Guidance counsellors are placed in high schools, therapists are assigned to preside over elementary school classrooms, but somehow that does not reduce the fear that mentally ill children face. The sense of being different, of not belonging, of being detached, that will not subside, even with the added promise and presence of medical aid. Learning to live life, whilst simultaneously attempting to navigate reality behind the lens of mental illness, is not quite so clinical as we have been led to believe. Psychiatric aid is a base comfort, but when stigma against the mentally ill pervades all levels of society, no true progress can be made.

When children see caricatures of the neurodivergent played out in television, when the autistic are mocked for cheap comedy (see: The Big Bang Theory), when ‘mental institutions’ are made horrific and violent, mentally ill children learn to hate themselves, fear others, doubt medical aid and close themselves off from any genuine assistance.

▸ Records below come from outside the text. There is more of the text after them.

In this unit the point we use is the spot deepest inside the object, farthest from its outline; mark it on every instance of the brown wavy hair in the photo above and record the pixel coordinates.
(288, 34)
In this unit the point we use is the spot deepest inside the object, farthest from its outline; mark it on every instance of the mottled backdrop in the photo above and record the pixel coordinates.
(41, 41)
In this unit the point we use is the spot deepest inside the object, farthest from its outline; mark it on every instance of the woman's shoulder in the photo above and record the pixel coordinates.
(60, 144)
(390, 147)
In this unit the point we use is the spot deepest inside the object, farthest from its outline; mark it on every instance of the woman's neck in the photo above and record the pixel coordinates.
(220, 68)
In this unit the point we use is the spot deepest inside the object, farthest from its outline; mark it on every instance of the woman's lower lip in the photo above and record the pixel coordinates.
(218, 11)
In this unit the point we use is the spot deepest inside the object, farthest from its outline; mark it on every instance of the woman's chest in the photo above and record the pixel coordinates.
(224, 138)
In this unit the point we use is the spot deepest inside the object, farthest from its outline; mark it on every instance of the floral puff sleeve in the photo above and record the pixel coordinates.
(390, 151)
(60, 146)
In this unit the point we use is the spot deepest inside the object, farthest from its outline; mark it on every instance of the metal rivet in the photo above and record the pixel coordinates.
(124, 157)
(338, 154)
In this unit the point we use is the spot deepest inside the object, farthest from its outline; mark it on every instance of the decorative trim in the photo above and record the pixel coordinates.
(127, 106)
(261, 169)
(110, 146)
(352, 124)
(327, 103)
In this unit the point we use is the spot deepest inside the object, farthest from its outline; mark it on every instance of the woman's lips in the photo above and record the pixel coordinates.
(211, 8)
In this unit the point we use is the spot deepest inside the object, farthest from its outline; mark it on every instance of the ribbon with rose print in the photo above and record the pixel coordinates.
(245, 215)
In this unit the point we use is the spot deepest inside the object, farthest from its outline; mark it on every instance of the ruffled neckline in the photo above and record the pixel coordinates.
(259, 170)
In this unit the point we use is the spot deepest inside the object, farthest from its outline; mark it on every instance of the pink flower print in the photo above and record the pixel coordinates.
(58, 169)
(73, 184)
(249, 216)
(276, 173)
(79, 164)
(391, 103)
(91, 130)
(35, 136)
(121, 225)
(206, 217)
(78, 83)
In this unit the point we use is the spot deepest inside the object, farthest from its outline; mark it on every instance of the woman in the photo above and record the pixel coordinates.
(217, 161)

They become infinitely more willing to pretend their depression, their anxiety, their paranoia, their delusions, their hallucinations and their fear do not really exist, for how could they? Only ‘weird’ children are sick! Only ‘crazy people’ feel this sad, and ‘they’ get sent to the ‘asylum.’

It is an irrefutable fact that mentally ill people exist, and that the amount of mentally ill children and young adults only continues to climb. The numbers do not lie, the consistently full psychiatric ward does not lie, but most importantly, the mentally ill themselves do not lie. Even still, mental illness is hardly given the respect and care it deserves. How high must the toll reach before the severity of mental illness is truly considered for the life changing entity that it is? Even when hospitals are half full with people seeking aid for their mental illness, the neurodivergent go without respect, without proper care, without education about themselves, and without early promise that they are not defective for existing in their own skin.